Words by David C. Obenour
For as many column inches that have been dedicated to the merits of vinyl over plastic, a deeper discussion on the past and future of the pop music recorded therein remains largely unhad. Pop culture has a short attention span and even shorter memory, so it’s hard to imagine a time when the guitar, bass, and drum model didn’t dominate the airwaves. But it existed and it will exist again. Maybe even soon.
Not content to be a relic of an artform in evolution, Justin Moyer (El Guapo, E.D./Edie Sedgwick, Antelope) is exploring a simple sampler pad for a new outfit, Light Beams, along with Sam Lavine on drums and Arthur Noll on bass. Releasing their debut album, Self-Help on Don Giovanni earlier this year, the trio burst with energy and ideas for a new decade.
Off Shelf: Self-Help is a very upbeat record. Did you find it at all personally challenging to make music like this in our current climate that feels so inundated with anger and fear?
Justin Moyer: It is incredibly difficult to make any kind of art in a world hostile to it — or worse, indifferent to it. I’m not sure a particular political climate, aside from outright censorship in many areas of the globe, makes it harder. More relevant is the artist’s struggle with themselves.
OS: Why do you think upbeat music is important in a time like this?
JM: I’m not sure “upbeat” music is required. I think music that grapples with the self in the Socratic sense is required. That grappling might take “downbeat”/negative or “upbeat”/positive forms, or emanate negative or positive “vibes,” for different artists. But the grappling is essential.
OS: The materials for Self-Help talk a lot about the problem of staleness in popular music and your effort to try and shakeup the formula. A lofty ambition, why is that important to you?
JM: In 1970, artists didn’t while away hours pinning away nostalgically for Gramophones or Tin Pan Alley. So why in 2020 are so many trying to recreate 1970 or 1980? We should be searching for new, exciting, challenging forms, whether they hit or miss.
OS: How important is the evolution of the live performance aspect of popular music to you?
JM: A bit like asking how important oxygen is to breathing! The live performance is, or should be, the center of popular music. Recordings can be great, but are a shadow.
OS: You formed as a band in 2017 and had a limited run cassette release. How have you evolved since then? How has touring and performing live helped in that evolution?

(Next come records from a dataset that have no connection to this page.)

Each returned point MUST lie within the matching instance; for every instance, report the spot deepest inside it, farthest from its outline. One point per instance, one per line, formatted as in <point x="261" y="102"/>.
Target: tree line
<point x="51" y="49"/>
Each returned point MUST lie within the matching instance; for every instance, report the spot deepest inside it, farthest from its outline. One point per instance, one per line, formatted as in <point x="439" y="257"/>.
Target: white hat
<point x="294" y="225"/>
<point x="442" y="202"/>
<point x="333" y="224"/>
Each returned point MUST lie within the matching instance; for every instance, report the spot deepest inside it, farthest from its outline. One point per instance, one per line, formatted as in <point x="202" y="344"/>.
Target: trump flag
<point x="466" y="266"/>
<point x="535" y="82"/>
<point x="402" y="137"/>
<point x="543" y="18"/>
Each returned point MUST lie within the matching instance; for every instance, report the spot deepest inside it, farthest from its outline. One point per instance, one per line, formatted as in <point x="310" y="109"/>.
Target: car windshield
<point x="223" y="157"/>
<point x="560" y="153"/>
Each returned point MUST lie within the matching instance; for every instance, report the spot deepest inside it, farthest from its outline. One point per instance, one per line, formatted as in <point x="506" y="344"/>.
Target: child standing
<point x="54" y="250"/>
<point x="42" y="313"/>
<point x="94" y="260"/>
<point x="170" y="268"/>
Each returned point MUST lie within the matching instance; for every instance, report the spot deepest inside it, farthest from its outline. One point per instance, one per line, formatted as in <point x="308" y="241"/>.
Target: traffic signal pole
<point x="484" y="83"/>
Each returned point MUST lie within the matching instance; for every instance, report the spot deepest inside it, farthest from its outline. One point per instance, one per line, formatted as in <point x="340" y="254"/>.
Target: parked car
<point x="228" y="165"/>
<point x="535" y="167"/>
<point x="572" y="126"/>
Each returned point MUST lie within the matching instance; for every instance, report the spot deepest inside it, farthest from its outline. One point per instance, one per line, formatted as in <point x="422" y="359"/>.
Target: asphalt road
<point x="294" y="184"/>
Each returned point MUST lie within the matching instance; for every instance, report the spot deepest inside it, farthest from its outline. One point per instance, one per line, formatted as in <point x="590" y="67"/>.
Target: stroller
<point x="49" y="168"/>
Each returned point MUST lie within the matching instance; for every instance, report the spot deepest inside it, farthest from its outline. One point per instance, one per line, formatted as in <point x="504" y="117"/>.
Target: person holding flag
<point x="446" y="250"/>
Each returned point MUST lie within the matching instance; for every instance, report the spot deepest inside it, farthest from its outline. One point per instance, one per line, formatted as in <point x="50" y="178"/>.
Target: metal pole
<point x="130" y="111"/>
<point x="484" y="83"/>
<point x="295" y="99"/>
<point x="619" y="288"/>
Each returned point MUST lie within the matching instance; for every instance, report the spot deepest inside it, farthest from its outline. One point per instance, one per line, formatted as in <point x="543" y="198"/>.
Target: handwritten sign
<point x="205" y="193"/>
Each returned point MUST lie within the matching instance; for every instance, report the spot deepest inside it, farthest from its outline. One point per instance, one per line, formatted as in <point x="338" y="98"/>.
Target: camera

JM: We perform without set lists and mostly without stopping, so live performance is the crucible where we succeed or fail. The more we play the more we learn how to succeed — we learn what material works and what does not, which songs fit together and which don’t, how to play songs at preset tempos of some samples. Playing live doesn’t really contribute to our existence — it is where we exist.
OS: On a large or small scale, who else do you see out there as pushing the envelope or redefining popular music?
JM: I’m not sure I’m in a position to say at 42. I would say I’m more personally touched by performances I see than by ones I hear. So I’m impressed by Escapism. And Algiers. And this band shimmer from Philly. And I’m more interested in random hip hop I hear on the radio than random rock and roll I hear on the radio.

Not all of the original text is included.